India’s private space industry has crossed a significant technological threshold with Azista Industries Private Limited successfully demonstrating the ability to image an object in orbit from another satellite. Using its Earth-observation satellite AFR, the Hyderabad- and Ahmedabad-based firm captured images of the International Space Station, marking a first for an Indian private player. The achievement represents a critical step towards strengthening India’s space situational awareness capabilities.The experiment was conducted on February 3 during two carefully planned orbital passes. The AFR satellite, weighing just 80 kilograms, was tasked to track the fast-moving ISS under challenging near-horizon and sunlit conditions. According to Azista,
the satellite successfully captured 15 distinct image frames across the two attempts, validating both sensor performance and indigenous tracking algorithms.In the first imaging pass, AFR observed the ISS from a distance of approximately 300 kilometres. The second attempt followed at a closer range of around 245 kilometres. Both exercises achieved 100 per cent mission success, with an imaging sampling resolution of roughly 2.2 metres, confirming the satellite’s electro-optical precision and real-time tasking capability.
Why Imaging The ISS Matters
While the ISS is a large and relatively cooperative target in low-Earth orbit, experts note that imaging it is an important proof-of-concept. Tracking a crewed space station requires precise prediction, rapid pointing, and stabilised imaging of a fast-moving object. Azista officials describe the exercise as the foundation for future monitoring of more complex or less cooperative orbital targets.The capability demonstrated by AFR falls under non-Earth imaging, sometimes informally referred to as “in-orbit snooping.” In strategic terms, such capabilities form the backbone of Space Situational Awareness, which involves detecting, tracking, and understanding the behaviour of objects in space. As satellite congestion and competition increase, SSA has become a core requirement for spacefaring nations.India today operates more than 50 satellites across communication, navigation, Earth observation, and strategic domains, collectively valued at over ₹50,000 crore. Protecting these assets requires timely awareness of other satellites’ proximity, manoeuvres, and intent, particularly during periods of geopolitical tension.
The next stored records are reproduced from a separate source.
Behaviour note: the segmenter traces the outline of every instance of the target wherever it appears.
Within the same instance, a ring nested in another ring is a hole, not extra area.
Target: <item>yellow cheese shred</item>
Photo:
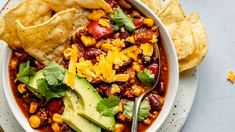
[[[74,87],[74,77],[76,75],[76,63],[78,59],[78,48],[76,45],[72,45],[72,55],[69,61],[69,75],[68,75],[68,85]]]

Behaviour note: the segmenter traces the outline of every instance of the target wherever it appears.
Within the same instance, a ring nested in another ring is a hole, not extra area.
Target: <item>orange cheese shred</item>
[[[76,63],[78,59],[78,48],[76,45],[72,45],[72,55],[69,61],[69,74],[68,74],[68,85],[74,87],[74,77],[76,75]]]

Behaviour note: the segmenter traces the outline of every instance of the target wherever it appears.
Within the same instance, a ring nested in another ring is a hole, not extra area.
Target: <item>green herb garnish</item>
[[[37,80],[38,90],[41,96],[46,98],[46,103],[52,98],[61,98],[65,96],[67,85],[61,84],[59,86],[48,85],[46,79]]]
[[[96,110],[104,116],[117,114],[120,99],[117,96],[110,96],[102,99],[96,106]]]
[[[33,67],[30,67],[30,62],[20,64],[19,74],[16,80],[28,85],[30,78],[36,73]]]
[[[119,30],[120,27],[125,26],[125,28],[133,32],[135,31],[135,25],[130,17],[128,17],[120,7],[114,10],[113,14],[110,14],[109,17],[116,23],[114,26],[115,30]]]
[[[144,86],[150,86],[155,82],[154,74],[147,69],[138,72],[137,77]]]
[[[123,114],[132,118],[133,107],[134,107],[133,101],[126,102]],[[141,102],[138,114],[138,120],[143,121],[144,119],[146,119],[150,115],[150,109],[151,108],[148,101],[144,100],[143,102]]]
[[[43,75],[45,76],[49,85],[58,85],[64,79],[65,70],[56,62],[51,62],[43,69]]]

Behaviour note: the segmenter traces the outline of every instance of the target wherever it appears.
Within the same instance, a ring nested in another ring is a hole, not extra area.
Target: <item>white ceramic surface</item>
[[[167,31],[165,30],[163,24],[161,23],[161,21],[156,17],[156,15],[149,10],[146,6],[144,6],[142,3],[137,2],[138,5],[142,6],[143,9],[143,13],[145,14],[146,12],[148,12],[149,16],[151,16],[154,21],[156,22],[156,25],[158,25],[159,30],[160,30],[160,34],[161,34],[161,40],[162,43],[164,45],[164,48],[166,49],[168,58],[169,58],[169,70],[170,70],[170,78],[169,78],[169,88],[168,88],[168,92],[166,95],[166,101],[165,104],[163,106],[162,112],[159,114],[157,120],[153,123],[153,125],[148,129],[148,131],[156,131],[159,129],[159,127],[162,125],[162,123],[165,121],[167,115],[169,114],[171,107],[174,103],[174,99],[177,93],[177,86],[178,86],[178,62],[177,62],[177,58],[176,58],[176,53],[174,50],[174,46],[172,44],[172,41],[169,37],[169,34],[167,33]],[[33,131],[33,129],[31,129],[31,127],[28,124],[27,119],[24,118],[23,114],[20,111],[20,109],[18,108],[15,100],[14,100],[14,96],[11,92],[11,89],[9,89],[10,87],[10,83],[9,83],[9,79],[6,78],[6,76],[8,76],[8,63],[9,63],[9,58],[10,58],[10,54],[11,51],[9,48],[4,47],[3,48],[3,52],[2,52],[2,82],[3,82],[3,87],[4,87],[4,92],[5,92],[5,96],[7,98],[8,104],[14,114],[14,116],[16,117],[16,119],[18,120],[18,122],[21,124],[21,126],[26,130],[26,131]]]

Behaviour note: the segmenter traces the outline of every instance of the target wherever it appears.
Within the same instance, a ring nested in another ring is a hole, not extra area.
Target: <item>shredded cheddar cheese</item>
[[[140,48],[143,50],[143,54],[146,56],[153,55],[153,45],[150,43],[141,44]]]
[[[235,74],[232,70],[229,71],[227,79],[233,84],[235,80]]]
[[[69,61],[69,75],[68,75],[68,85],[73,88],[74,77],[76,75],[76,63],[78,59],[78,49],[76,45],[72,45],[72,55]]]

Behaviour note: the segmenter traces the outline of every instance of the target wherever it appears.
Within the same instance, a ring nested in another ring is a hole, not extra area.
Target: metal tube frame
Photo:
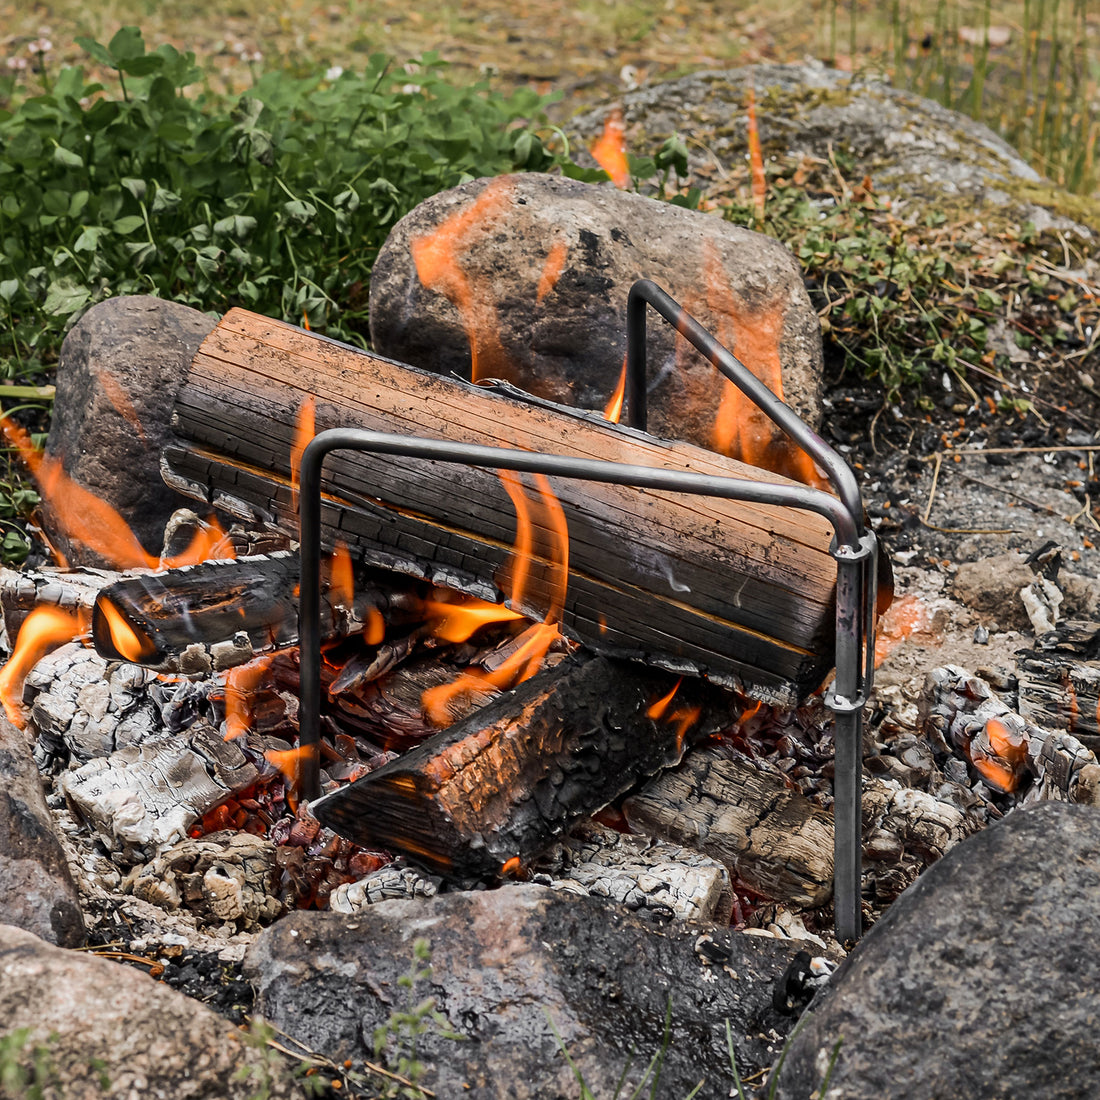
[[[319,433],[305,448],[300,468],[301,589],[298,631],[301,643],[299,780],[303,797],[320,793],[318,749],[321,727],[321,472],[334,451],[431,459],[491,469],[549,474],[646,489],[744,500],[797,508],[824,516],[835,537],[837,563],[836,677],[826,696],[834,715],[836,744],[833,781],[835,847],[833,897],[836,934],[841,942],[861,932],[861,805],[863,706],[873,677],[877,542],[863,525],[863,504],[855,476],[844,460],[813,432],[729,350],[649,280],[634,284],[627,300],[627,418],[646,424],[646,308],[652,307],[705,355],[734,385],[800,447],[828,476],[837,496],[803,485],[716,477],[690,471],[655,469],[602,459],[579,458],[505,447],[486,447],[422,436],[356,428]]]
Private Sector Step Beyond ISRO
Until recently, advanced SSA and in-orbit tracking capabilities were largely demonstrated by national space agencies such as Indian Space Research Organisation. ISRO has showcased precision rendezvous and manoeuvring through experiments like SPADEX. Azista’s demonstration, however, signals a shift, with private industry beginning to operate in domains once dominated exclusively by governments.Speaking after the experiment, Azista Managing Director Srinivas Reddy said AFR had validated fully indigenous algorithms, electro-optical systems, and satellite engineering. He noted that the same technologies underpin the company’s future non-Earth imaging and SSA payloads, enabling accurate characterisation of objects in orbit.Brigadier Adarsh Bharadwaj, Executive Director at Azista, said the demonstration arrives at a critical time when space assets are increasingly vulnerable to interference, jamming, or close-approach operations. He described the ISS images as “first proof of what can be achieved in the future,” highlighting the strategic importance of observing activity in orbit.
AFR Satellite And What Comes Next
AFR itself is a milestone for India’s private space ecosystem. Launched on June 13, 2023 aboard SpaceX’s Falcon 9 under the Transporter-8 mission, the satellite is the first in its size and performance class to be designed, built, and operated entirely by Indian private industry. It has completed roughly 2.5 years in orbit and continues to operate nominally, with a similar duration of mission life remaining.Beyond SSA demonstrations, AFR already supports naval imaging, night imaging, and video imaging for civilian and defence customers worldwide. Azista says it is now developing next-generation indigenous payloads capable of imaging objects like the ISS at resolutions as fine as 25 centimetres from its upcoming electro-optical payload manufacturing facility in Ahmedabad.While imaging the ISS may represent only an initial step, the achievement underscores a quiet but significant shift. India’s private space sector is beginning to enter a strategic domain, expanding the country’s ability not just to observe the Earth, but to watch, understand, and protect what happens above it.